I normally enjoy non-fiction History books, especially those based on American History that expand my knowledge base of a subject. My interest in Lincoln peaked when about seven years ago, I took a trip to Washington, D.C. and visited both Ford's Theatre and the Petersen Boarding House, where Lincoln died. It was touring these landmarks and seeing artifacts from the assasination that made me want to learn more than what I was taught in school.
James L. Swanson's book Manhunt: The 12-Day Chase for Lincoln's Killer is very detailed and well researched. Swanson clearly explains Booth's motives and accompliaces, while building a time-line of the events. Swanson seems to have left no detail unexplored.
I feel like I gained a comprehensive understanding of the events in a way that would have taken an entire college semester to explore. These classes are a rare-find, so supplementary reading, like Manhunt, are required for those interested.
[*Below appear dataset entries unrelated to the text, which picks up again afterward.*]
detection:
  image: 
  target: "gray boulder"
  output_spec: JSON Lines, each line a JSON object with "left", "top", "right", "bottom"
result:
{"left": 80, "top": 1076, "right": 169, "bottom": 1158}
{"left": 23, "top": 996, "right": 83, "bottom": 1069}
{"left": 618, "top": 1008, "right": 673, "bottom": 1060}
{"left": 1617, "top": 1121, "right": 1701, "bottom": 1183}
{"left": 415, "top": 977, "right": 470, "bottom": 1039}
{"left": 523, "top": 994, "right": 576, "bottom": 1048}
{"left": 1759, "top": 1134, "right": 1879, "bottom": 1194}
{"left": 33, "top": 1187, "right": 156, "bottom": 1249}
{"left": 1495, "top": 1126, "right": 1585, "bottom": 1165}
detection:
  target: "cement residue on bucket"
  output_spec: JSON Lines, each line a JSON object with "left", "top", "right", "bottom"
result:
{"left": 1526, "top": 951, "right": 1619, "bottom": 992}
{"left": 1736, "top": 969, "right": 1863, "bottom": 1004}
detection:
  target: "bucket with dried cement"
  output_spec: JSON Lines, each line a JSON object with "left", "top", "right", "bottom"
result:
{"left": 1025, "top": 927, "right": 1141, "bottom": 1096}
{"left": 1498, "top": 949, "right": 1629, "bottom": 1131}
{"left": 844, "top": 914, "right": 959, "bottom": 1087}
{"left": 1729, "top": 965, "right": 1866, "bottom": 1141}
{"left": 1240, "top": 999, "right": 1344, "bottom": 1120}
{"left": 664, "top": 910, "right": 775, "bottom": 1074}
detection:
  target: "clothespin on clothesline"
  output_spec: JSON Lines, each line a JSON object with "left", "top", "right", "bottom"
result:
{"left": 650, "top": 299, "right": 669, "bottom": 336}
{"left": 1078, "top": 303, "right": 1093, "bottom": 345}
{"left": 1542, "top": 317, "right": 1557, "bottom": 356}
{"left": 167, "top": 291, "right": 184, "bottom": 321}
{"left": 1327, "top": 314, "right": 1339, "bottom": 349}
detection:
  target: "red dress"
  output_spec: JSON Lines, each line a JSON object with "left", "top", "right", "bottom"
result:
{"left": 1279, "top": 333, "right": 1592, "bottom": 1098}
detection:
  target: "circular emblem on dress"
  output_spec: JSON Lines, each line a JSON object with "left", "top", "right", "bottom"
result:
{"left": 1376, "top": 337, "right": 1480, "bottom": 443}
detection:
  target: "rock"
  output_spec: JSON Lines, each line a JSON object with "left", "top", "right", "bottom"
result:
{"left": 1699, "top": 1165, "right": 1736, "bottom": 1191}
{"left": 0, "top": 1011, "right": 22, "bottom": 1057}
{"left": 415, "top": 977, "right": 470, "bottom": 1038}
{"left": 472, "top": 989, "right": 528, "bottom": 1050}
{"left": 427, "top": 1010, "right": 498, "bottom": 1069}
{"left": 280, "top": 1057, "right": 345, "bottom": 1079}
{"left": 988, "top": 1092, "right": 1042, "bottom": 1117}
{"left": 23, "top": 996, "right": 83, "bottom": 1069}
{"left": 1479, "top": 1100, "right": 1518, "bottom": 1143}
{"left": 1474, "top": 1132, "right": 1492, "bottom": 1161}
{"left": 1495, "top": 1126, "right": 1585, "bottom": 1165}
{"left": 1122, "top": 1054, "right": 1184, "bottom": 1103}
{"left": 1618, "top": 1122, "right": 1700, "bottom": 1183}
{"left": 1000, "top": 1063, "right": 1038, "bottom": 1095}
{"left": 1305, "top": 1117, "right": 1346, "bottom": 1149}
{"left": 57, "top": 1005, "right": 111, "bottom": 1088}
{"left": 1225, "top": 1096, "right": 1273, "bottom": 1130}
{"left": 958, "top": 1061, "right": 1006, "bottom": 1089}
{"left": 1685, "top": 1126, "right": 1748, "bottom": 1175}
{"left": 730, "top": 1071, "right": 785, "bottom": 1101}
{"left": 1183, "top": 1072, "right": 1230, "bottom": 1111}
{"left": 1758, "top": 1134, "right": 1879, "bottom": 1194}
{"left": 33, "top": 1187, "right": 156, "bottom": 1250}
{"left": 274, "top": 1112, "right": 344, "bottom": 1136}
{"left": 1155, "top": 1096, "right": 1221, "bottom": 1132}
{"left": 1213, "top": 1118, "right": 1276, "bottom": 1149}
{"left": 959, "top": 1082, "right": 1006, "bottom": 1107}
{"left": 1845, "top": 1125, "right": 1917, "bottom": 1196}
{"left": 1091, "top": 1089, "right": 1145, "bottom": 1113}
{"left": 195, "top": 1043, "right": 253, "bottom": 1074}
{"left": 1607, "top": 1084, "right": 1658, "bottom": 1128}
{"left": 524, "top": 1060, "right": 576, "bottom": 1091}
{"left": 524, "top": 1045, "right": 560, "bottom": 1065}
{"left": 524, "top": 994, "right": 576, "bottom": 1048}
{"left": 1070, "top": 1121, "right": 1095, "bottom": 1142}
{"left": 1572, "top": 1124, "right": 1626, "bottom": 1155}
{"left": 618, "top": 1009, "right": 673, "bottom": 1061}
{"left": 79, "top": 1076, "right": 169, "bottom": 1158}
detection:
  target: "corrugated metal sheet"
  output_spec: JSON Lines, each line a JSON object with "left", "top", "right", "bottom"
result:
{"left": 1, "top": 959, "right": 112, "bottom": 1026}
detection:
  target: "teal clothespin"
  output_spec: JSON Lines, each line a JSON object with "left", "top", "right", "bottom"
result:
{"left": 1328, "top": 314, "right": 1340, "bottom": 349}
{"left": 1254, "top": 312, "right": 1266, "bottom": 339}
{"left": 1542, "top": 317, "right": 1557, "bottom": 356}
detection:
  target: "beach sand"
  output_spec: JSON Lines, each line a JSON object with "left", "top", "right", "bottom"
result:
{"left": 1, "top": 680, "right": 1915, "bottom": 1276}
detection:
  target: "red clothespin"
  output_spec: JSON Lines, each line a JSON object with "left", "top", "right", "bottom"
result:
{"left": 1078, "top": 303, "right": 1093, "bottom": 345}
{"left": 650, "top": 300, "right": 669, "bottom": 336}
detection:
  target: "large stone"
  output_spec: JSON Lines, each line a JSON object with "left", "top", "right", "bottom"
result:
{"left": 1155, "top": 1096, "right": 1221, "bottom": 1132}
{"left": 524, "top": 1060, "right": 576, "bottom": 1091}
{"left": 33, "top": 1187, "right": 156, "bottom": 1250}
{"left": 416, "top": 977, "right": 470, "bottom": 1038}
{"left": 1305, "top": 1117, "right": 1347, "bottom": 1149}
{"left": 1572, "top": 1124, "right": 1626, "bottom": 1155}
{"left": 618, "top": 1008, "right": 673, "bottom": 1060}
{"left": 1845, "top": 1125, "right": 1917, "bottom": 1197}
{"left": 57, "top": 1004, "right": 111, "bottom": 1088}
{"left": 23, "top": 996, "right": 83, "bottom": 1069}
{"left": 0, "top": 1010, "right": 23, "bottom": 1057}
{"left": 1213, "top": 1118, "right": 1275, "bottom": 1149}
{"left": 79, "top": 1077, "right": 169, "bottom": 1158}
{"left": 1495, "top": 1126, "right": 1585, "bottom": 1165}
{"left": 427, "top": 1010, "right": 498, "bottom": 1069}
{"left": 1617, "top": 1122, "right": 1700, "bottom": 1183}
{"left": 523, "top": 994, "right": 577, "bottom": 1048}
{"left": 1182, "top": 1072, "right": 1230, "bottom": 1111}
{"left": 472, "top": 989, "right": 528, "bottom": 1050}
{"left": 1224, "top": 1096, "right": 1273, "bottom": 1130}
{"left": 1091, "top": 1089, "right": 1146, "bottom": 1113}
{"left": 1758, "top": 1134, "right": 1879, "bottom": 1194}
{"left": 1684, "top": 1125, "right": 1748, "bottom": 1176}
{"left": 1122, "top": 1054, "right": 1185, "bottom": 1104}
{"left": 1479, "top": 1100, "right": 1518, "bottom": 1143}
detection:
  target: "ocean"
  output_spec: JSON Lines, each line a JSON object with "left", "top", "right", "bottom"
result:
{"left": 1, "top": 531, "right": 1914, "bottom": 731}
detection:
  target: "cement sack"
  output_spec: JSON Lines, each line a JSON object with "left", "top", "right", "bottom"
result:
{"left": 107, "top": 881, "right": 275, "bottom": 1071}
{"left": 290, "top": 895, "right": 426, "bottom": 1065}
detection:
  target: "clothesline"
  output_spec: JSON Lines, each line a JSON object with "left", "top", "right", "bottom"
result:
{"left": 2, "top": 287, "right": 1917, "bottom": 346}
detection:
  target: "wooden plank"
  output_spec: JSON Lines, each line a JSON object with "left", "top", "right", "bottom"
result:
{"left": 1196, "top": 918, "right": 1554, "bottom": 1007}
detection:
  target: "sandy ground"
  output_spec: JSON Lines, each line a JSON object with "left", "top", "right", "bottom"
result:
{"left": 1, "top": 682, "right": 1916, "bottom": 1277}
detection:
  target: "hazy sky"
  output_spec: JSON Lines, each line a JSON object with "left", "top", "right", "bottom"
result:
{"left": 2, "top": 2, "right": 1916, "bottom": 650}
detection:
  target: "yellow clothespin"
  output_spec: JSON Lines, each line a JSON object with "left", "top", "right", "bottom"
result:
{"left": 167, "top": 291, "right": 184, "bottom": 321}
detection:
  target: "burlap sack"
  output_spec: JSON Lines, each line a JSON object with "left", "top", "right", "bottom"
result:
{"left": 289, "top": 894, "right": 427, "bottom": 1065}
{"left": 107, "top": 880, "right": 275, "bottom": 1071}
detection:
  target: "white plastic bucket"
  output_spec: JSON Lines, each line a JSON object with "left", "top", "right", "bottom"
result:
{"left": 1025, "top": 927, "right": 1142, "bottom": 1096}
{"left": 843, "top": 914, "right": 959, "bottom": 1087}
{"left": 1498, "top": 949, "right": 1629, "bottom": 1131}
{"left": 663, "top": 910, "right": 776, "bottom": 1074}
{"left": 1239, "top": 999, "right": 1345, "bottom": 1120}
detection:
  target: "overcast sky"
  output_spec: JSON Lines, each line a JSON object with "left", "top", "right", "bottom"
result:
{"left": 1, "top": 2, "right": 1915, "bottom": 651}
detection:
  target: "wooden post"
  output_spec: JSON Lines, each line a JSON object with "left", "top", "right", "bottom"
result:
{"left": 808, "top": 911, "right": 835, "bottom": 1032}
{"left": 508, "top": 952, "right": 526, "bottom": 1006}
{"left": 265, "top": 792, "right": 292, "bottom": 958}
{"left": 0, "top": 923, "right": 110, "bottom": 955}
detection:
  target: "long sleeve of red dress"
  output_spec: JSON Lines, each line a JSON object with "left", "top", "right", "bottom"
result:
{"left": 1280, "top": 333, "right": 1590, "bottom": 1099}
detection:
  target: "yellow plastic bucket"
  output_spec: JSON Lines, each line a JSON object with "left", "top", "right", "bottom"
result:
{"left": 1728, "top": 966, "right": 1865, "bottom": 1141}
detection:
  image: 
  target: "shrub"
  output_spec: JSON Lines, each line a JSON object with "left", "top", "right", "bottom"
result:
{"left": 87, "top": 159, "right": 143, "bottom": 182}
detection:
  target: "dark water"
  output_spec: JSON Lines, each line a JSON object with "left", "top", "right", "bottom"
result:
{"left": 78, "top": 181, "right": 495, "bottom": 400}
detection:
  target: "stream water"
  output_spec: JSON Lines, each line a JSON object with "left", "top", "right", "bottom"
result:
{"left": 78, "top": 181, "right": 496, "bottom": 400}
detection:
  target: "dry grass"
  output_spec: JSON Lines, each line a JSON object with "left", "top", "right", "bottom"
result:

On the flip side, Swanson's book was nearly unbearably dry. I read it over the course of several months and it even accompanied me on two separate trips to Europe. It just didn't grip me, which is a huge failing for a story filled with so much intrigued and action. This failing falls to the way that Swanson presented the material, not the material itself. Booth and his cohorts are an electic bunch of characters and the actual History of the events is facinating.
Swanson's presentation fluctuated between hard facts and trying to presume the emotions that the Historical figures were feeling. In many parts the pressumption of emotions was melodramatic and silly. I felt like on a scholarly level, Swanson really knows his stuff and on a fundamental level, there was nothing wrong with his writing. However, I felt disconnected to his style and this made the book very difficult to finish.
You should definitely take the time to learn about the Booth manhunt, as it is a facinating part of American History. However, I cannot recommomend Swanson's book, as the most entertaining way to go about it. It's comprehensive, but painfully dull.